Hi
I was trying to run standard TVM transformation passes on Resnet101 model and instrument the time taken during those passes.
Here is the code used for testing
import tvm
from tvm.relay.build_module import bind_params_by_name
import tvm.relay.transform as _transform
from tvm.ir.instrument import (
PassTimingInstrument,
pass_instrument,
)
import tensorflow as tf
if __name__ == '__main__':
model = tf.keras.applications.resnet.ResNet101(
include_top=False,
weights='imagenet',
pooling=None,
classes=1000,
input_shape=(224,224,3),
)
shape_dict = {'input_1': (1, 224, 224, 3)}
mod, params = tvm.relay.frontend.from_keras(model,shape_dict, layout="NHWC")
print(mod)
mod["main"] = bind_params_by_name(mod["main"], params)
seq = tvm.transform.Sequential(
[
_transform.InferType(),
_transform.SimplifyInference(),
_transform.FoldConstant(),
_transform.FoldScaleAxis(),
]
)
timing_inst = PassTimingInstrument()
with tvm.transform.PassContext(opt_level=3, instruments=[timing_inst]):
mod = seq(mod)
profiles = timing_inst.render()
print(profiles)
The output is
sequential: 235372886us [154us] (100.00%; 100.00%)
InferType: 1159522us [1159522us] (0.49%; 0.49%)
InferType: 1160940us [1160940us] (0.49%; 0.49%)
SimplifyInference: 1378713us [88561us] (0.59%; 0.59%)
InferType: 1290152us [1290152us] (0.55%; 93.58%)
FoldConstant: 171760759us [170613491us] (72.97%; 72.97%)
InferType: 1147268us [1147268us] (0.49%; 0.67%)
FoldScaleAxis: 59912799us [217us] (25.45%; 25.45%)
InferType: 1089359us [1089359us] (0.46%; 1.82%)
BackwardFoldScaleAxis: 1566861us [387372us] (0.67%; 2.62%)
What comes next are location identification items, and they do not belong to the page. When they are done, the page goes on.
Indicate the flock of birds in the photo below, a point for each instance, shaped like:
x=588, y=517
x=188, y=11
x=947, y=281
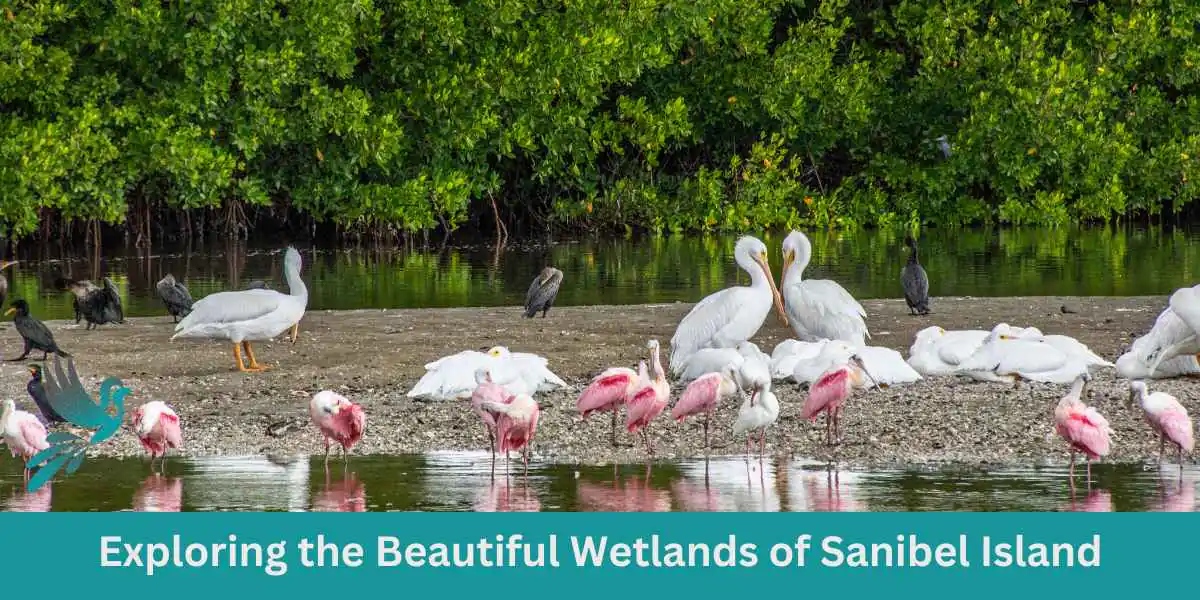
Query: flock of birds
x=711, y=351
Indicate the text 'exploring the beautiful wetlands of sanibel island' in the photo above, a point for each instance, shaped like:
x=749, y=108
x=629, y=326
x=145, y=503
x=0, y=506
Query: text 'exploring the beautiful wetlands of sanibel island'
x=586, y=551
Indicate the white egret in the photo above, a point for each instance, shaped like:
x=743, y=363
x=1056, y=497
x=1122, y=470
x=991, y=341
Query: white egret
x=249, y=316
x=819, y=309
x=733, y=315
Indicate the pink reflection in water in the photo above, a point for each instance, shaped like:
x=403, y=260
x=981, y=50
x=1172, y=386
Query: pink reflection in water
x=30, y=502
x=507, y=496
x=347, y=495
x=159, y=493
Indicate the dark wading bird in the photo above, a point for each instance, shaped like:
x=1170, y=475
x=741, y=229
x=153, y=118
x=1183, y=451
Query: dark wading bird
x=175, y=295
x=4, y=281
x=543, y=292
x=37, y=391
x=37, y=336
x=93, y=303
x=916, y=282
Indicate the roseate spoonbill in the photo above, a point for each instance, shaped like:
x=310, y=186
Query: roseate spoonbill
x=1084, y=429
x=487, y=391
x=454, y=377
x=832, y=390
x=250, y=315
x=915, y=281
x=157, y=427
x=819, y=309
x=35, y=334
x=790, y=353
x=23, y=432
x=1037, y=358
x=610, y=390
x=887, y=366
x=37, y=391
x=651, y=397
x=339, y=420
x=516, y=425
x=732, y=315
x=757, y=415
x=703, y=395
x=175, y=297
x=1167, y=417
x=543, y=292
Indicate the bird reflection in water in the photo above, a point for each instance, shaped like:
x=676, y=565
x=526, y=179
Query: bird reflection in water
x=631, y=495
x=159, y=493
x=30, y=502
x=347, y=495
x=1097, y=501
x=1177, y=496
x=508, y=496
x=823, y=492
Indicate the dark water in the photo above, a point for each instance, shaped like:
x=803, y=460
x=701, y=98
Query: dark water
x=969, y=262
x=461, y=481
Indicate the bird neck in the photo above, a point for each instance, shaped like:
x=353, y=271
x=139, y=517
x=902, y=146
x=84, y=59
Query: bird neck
x=295, y=285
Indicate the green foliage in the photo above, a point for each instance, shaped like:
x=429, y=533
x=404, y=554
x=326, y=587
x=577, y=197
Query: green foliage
x=672, y=117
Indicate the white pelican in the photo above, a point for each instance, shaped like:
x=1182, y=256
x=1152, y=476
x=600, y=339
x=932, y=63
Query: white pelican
x=1176, y=331
x=885, y=365
x=712, y=360
x=250, y=315
x=733, y=315
x=1044, y=359
x=790, y=352
x=454, y=377
x=819, y=309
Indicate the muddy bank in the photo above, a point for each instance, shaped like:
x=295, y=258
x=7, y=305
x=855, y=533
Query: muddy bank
x=375, y=357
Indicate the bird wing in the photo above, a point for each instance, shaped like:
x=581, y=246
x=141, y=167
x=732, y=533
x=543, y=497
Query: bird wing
x=823, y=309
x=232, y=307
x=701, y=324
x=65, y=394
x=887, y=366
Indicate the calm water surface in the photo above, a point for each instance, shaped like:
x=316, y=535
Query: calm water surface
x=461, y=481
x=636, y=270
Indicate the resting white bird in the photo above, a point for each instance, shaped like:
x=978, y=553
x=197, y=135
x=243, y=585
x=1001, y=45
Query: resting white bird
x=454, y=377
x=249, y=316
x=885, y=365
x=819, y=309
x=1176, y=331
x=1044, y=359
x=733, y=315
x=790, y=352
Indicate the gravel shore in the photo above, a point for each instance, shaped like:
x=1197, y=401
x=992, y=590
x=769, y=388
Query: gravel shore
x=373, y=357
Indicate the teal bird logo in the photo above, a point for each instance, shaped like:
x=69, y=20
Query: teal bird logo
x=66, y=395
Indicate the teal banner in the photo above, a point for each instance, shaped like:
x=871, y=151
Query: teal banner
x=597, y=555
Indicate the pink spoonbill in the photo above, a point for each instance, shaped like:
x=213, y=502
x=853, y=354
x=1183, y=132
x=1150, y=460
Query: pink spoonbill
x=493, y=393
x=609, y=391
x=703, y=395
x=157, y=429
x=1084, y=429
x=23, y=432
x=1167, y=417
x=516, y=425
x=651, y=397
x=339, y=420
x=832, y=390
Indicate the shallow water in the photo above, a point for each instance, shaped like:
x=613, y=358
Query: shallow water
x=639, y=270
x=461, y=481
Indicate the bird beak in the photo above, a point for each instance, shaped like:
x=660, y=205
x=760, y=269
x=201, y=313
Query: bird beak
x=774, y=292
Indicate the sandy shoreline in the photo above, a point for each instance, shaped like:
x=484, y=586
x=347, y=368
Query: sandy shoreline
x=375, y=357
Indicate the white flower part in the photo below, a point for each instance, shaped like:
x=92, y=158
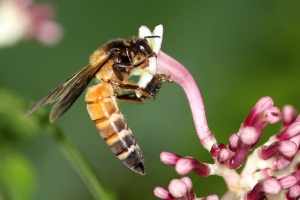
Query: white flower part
x=147, y=73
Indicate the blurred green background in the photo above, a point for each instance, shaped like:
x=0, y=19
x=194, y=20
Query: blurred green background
x=237, y=52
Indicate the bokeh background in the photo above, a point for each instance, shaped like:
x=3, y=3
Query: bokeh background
x=237, y=52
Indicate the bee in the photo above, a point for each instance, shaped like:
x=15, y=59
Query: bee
x=111, y=65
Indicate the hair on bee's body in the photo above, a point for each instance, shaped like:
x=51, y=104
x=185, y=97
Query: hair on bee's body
x=111, y=65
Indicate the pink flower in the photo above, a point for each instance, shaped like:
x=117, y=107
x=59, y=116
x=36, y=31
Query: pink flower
x=270, y=170
x=21, y=19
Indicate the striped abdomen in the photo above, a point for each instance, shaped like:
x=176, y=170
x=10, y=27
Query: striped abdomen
x=103, y=109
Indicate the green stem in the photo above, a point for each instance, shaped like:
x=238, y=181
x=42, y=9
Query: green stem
x=80, y=164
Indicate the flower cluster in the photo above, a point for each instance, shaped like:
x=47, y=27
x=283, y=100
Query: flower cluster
x=271, y=171
x=21, y=19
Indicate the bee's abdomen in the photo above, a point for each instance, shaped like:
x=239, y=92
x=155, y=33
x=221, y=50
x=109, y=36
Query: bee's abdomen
x=113, y=127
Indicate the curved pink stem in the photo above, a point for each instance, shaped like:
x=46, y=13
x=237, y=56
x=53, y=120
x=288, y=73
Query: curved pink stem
x=179, y=74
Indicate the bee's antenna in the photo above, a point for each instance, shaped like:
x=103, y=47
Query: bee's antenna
x=152, y=36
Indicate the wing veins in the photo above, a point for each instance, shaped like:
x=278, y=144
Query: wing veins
x=68, y=91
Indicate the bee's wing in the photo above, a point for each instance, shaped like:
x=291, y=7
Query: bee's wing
x=68, y=91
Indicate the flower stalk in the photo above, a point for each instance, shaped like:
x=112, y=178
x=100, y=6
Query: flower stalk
x=270, y=171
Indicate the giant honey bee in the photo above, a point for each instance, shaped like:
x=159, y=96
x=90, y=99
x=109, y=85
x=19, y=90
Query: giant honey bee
x=111, y=65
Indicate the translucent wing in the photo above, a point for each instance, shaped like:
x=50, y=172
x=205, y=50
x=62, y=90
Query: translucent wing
x=68, y=91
InferType: 1179489us [1179489us] (0.50%; 75.28%)
InferType: 1112379us [1112379us] (0.47%; 1.86%)
ForwardFoldScaleAxis: 1767860us [619704us] (0.75%; 2.95%)
InferType: 1148156us [1148156us] (0.49%; 64.95%)
FoldConstant: 54376124us [53259735us] (23.10%; 90.76%)
InferType: 1116389us [1116389us] (0.47%; 2.05%)
These passes all written in C++ take a total time of 235 sec out of which Constant folding takes around 171 sec + 54 sec ~= 225 sec (> 3min).
Resnet101 is batchnorm heavy network (total of 104 batchnorm ops) and the passes used in the above code are to merge batchnorm with its preceding conv.
My doubt is, as these passes are written in C++, the high compile time taken for these passes justified ? Can’t we make these transformation passes more faster??